Esta é a derradeira e irredutível contradição entre capitalismo e progresso.

Ou previne todo progresso, consagrando as castas atuais, abolindo a competição entre capitalistas, proibindo qualquer desenvolvimento na produção, qualquer nova máquina, qualquer nova aplicação científica, e reduz os trabalhadores ao status de animais domésticos, rações concedidas pelos seus mestres – em resumo, um regime como aquele dos jesuítas exercido no Paraguai; ou destrói o capitalismo e organiza a produção não para o benefício de poucos, mas para o maior bem-estar para todos.

A solicitação dos fabricantes de barril de Bari de aumentar o custo do transporte de barris usados, de modo que os vinícolas achassem mais conveniente queimá-los do que enviá-los de volta, é o mesmo que pedir aos fabricantes de barril que enviem apenas 10 barris a cada 100 ao mercado e destruam os outros 90 antes que possam ser usados.

É possível conseguir isso? Claro que não.
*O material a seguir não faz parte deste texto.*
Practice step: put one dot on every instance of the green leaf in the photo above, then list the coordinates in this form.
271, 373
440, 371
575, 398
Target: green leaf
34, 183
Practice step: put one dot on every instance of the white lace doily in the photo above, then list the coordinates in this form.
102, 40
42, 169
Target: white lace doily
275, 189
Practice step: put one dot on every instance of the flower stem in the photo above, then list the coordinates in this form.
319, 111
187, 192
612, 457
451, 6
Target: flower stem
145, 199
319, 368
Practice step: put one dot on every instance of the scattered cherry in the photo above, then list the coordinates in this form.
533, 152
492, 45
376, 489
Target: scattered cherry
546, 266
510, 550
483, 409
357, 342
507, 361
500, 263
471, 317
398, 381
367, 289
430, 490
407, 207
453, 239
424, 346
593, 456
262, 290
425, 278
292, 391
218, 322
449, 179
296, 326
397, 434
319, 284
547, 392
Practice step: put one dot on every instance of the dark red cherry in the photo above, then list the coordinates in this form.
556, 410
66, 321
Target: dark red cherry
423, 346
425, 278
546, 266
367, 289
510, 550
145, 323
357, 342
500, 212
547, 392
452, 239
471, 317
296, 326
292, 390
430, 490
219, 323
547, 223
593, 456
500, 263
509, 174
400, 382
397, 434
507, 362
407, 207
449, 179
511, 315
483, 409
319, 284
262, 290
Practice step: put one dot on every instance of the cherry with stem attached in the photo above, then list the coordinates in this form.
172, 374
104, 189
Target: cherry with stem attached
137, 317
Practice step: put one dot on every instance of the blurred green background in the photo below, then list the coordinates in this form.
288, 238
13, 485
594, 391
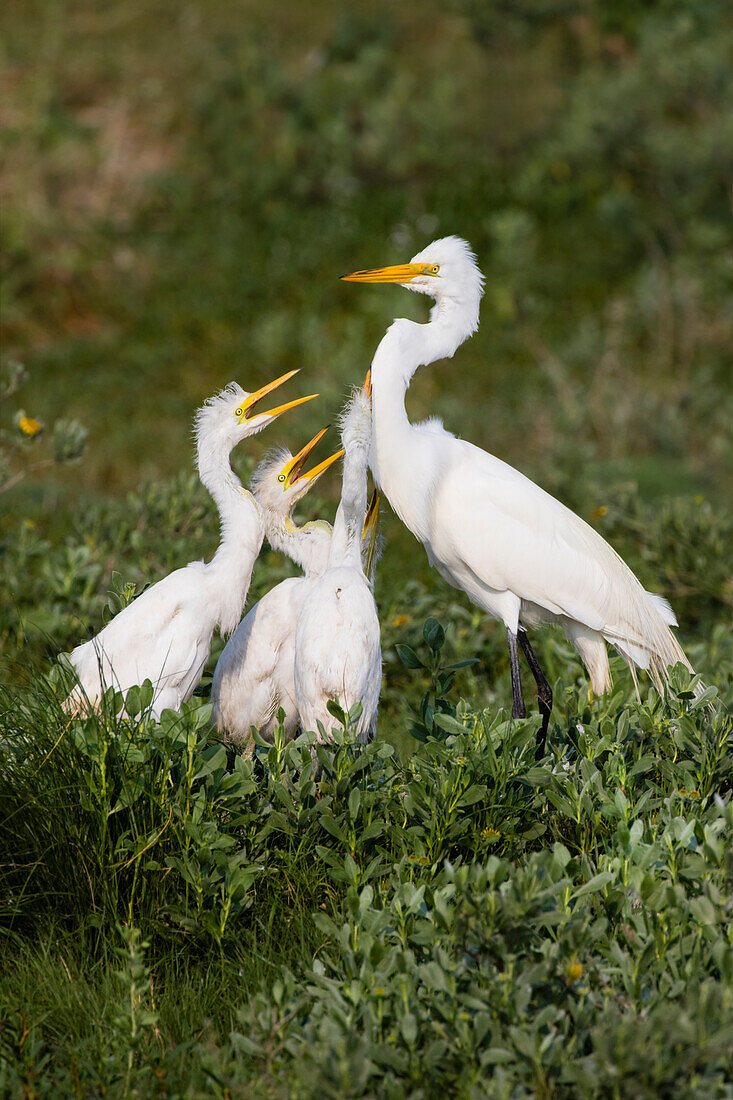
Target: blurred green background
184, 183
185, 180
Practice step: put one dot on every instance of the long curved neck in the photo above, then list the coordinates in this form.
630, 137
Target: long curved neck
401, 457
349, 521
242, 530
306, 546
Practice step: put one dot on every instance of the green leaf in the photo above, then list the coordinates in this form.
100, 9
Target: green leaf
593, 884
408, 657
434, 635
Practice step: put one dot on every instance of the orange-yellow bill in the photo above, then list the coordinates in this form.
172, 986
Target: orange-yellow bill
249, 405
401, 273
370, 530
292, 472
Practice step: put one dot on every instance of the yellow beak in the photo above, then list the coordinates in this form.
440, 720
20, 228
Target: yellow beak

Ainda, a estrutura atual da sociedade é tão absurda  que tornaria tal medida vantajosa.

Quando pessoas morrem de fome  porque há muita coisa, ou porque é muito fácil de produzir, ou porque é durável demais, a destruição deve aparecer – e pode fugazmente ser – mais útil do que a produção. Um fogo, um terremoto pode ser uma bênção, trazendo emprego e pão aos desempregados.

Mas a destruição da riqueza não é como os trabalhadores podem se emancipar. E felizmente o tempo passou, ao menos nos países mais avançados, durante o qual os trabalhadores pensavam que eles poderiam parar o progresso, e depositar tanta energia na quebra da maquinaria quanto seria necessária para assumir o seu controle.

Não devemos combater o progresso, mas direcioná-lo para o proveito de todos.

E para que isso aconteça, os trabalhadores devem tomar posse de todo o capital, toda riqueza social, de modo que seria de seu interesse que os produtos abundassem e a produção exigisse o mínimo de esforço possível.

Eis a razão do porque é necessário fazer a revolução.

Organização do trabalho, greves, resistência de todos os tipos podem até certo ponto na evolução capitalista melhorar as condições de trabalhadores ou preveni-los do pior; elas podem servir muito bem para treinar trabalhadores para a luta; elas sempre são, em mãos capazes, um meio de propaganda – mas elas são desesperadamente impotentes para resolver a questão social. E assim elas devem ser usadas de tal modo a ajudar a preparar mentes e músculos para a revolução – para a expropriação.

Qualquer um que não consiga entender isto, é reduzido a suplicante dos prefeitos… e sendo ridicularizado.